Aufnahme: Erfolgreicher Abschluss der 8. Schulstufe (wobei negative
Beurteilungen in Fächern, die in der gewählten weiterführenden
Schule nicht mehr relevant sind, außer Acht gelassen werden) sowie
eine Eignungsprüfung für Sonderformen (zB. Schwerpunkt Musik
oder Leistungssport) und für SchülerInnen, die aus der 3.
Leistungsgruppe Hauptschule (bzw. ebenso mit ‚Befriedigend‘ oder
‚Genügend‘ beurteilte SchülerInnen der 2. Leistungsgruppe) in das
ORG übertreten möchten.
Berufsbildende höhere Schule
Lehrinhalt: Vermittlung von umfassendem und vertieftem Allgemeinwissen sowie
höheres berufliches Fachwissen. Die BHS schließt mit einer Reife- und
Diplomprüfung ab, womit sowohl die Hochschulreife als auch eine
abgeschlossene Qualifikation im jeweiligen Berufsbereich erlangt wird.

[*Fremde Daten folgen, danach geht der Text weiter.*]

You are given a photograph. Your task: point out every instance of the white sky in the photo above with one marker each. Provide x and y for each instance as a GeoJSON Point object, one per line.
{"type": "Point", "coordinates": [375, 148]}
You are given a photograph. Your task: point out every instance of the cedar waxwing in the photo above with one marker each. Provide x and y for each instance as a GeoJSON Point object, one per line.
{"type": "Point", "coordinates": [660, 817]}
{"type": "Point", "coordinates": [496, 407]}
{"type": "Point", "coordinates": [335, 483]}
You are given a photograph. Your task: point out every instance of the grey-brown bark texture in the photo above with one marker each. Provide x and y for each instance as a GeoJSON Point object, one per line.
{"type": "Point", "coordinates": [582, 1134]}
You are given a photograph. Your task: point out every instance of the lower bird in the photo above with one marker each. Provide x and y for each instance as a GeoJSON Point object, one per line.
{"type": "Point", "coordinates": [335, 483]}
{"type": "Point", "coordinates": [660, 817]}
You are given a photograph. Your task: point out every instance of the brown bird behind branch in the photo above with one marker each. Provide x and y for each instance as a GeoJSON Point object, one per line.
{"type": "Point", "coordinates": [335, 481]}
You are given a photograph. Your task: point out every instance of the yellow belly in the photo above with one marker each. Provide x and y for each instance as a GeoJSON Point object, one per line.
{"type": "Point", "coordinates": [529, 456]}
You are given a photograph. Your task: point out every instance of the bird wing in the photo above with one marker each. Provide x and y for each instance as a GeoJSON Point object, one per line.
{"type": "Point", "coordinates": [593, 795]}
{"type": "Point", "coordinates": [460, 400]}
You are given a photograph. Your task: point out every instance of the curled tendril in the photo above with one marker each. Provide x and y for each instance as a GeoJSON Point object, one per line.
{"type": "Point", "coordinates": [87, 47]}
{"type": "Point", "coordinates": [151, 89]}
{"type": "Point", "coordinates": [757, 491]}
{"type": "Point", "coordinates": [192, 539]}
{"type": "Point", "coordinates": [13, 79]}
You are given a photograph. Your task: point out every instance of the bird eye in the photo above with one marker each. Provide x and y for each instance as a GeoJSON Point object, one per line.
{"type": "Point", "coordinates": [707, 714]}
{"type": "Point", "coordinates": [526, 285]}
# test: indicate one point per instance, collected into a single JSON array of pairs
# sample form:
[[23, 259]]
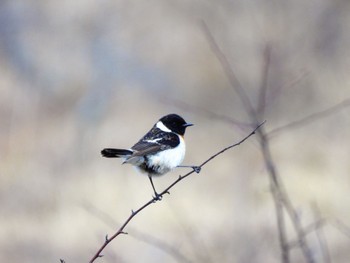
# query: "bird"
[[159, 151]]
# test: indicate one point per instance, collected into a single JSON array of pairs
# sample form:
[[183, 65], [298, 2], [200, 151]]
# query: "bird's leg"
[[157, 196], [197, 169]]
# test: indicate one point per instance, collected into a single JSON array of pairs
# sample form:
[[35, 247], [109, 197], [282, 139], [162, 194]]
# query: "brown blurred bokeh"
[[78, 76]]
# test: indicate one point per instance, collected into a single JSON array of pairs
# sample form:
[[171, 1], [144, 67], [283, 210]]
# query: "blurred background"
[[78, 76]]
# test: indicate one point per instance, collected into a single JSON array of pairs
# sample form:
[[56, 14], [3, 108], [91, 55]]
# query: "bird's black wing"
[[154, 141]]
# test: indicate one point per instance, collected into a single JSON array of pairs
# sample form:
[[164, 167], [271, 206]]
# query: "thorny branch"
[[165, 191], [279, 193]]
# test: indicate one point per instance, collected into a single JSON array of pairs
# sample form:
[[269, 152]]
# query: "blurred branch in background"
[[166, 191]]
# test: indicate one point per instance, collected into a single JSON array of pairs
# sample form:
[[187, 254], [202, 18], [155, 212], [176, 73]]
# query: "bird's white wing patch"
[[162, 127]]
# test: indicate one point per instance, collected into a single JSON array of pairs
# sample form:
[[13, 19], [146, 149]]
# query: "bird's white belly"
[[168, 159]]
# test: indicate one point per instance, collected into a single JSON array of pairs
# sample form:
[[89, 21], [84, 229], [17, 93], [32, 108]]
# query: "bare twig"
[[279, 193], [165, 191], [310, 118], [139, 235]]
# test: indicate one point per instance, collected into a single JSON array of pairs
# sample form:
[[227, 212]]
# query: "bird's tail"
[[115, 153]]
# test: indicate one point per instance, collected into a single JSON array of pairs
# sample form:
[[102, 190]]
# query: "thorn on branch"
[[197, 169]]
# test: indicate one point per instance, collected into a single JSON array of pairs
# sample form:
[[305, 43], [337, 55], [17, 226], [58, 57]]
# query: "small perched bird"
[[159, 151]]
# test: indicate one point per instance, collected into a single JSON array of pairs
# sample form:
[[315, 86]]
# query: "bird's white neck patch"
[[162, 127]]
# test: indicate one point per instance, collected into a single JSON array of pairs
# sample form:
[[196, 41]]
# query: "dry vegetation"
[[80, 76]]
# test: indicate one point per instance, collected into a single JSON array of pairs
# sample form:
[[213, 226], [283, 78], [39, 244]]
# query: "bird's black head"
[[175, 123]]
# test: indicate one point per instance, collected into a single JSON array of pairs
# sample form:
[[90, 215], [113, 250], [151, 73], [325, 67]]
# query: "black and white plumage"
[[159, 151]]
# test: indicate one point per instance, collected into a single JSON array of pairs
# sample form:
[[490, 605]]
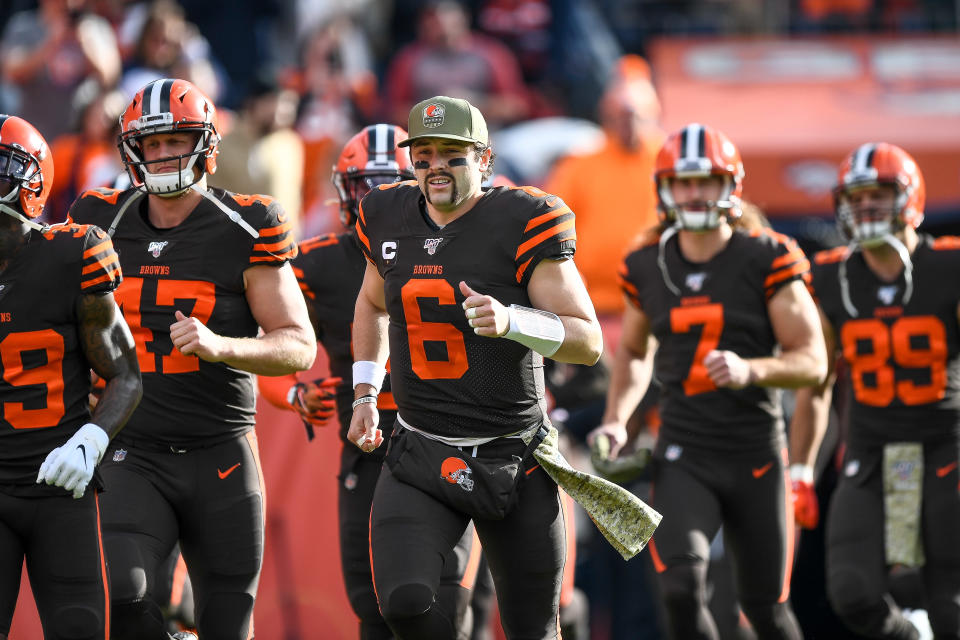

Schulformen: Kaufmännische BHS, Technisch-Gewerbliche BHS, BHS für Kunst und
Design, BHS für Mode und Bekleidungstechnik, BHS für Sozialberufe, BHS für
land-, forst- und ernährungswirtschaftliche Berufe, BHS für Tourismus,
Bildungsanstalt für Kindergartenpädagogik (BAKIP).
Aufnahme: Erfolgreicher Abschluss der 8. Schulstufe (wobei negative
Beurteilungen in Fächern, die in der gewählten weiterführenden Schule nicht
mehr relevant sind, außer Acht gelassen werden) sowie eine
Eignungsprüfung für Sonderformen und für SchülerInnen, die aus der 3.
Leistungsgruppe Hauptschule (bzw. ebenso mit ‚Befriedigend‘ oder
‚Genügend‘ beurteilte SchülerInnen der 2. Leistungsgruppe) in das ORG
übertreten möchten.
Berufsschulen
Der Besuch einer Berufsschule erfolgt parallel zur Lehre im sogenannten „Dualen Ausbildungssystem“ nach Abschluss der 9. Schulstufe. Während im Lehrbetrieb die praktischen berufsspezifischen Kenntnisse und Fertigkeiten gelehrt werden, erlernen die SchülerInnen in der nach Branchen diversifizierten Berufsschule das fachtheoretische Grundwissen Ihres Lehrberufes sowie eine erweiterte Allgemeinbildung.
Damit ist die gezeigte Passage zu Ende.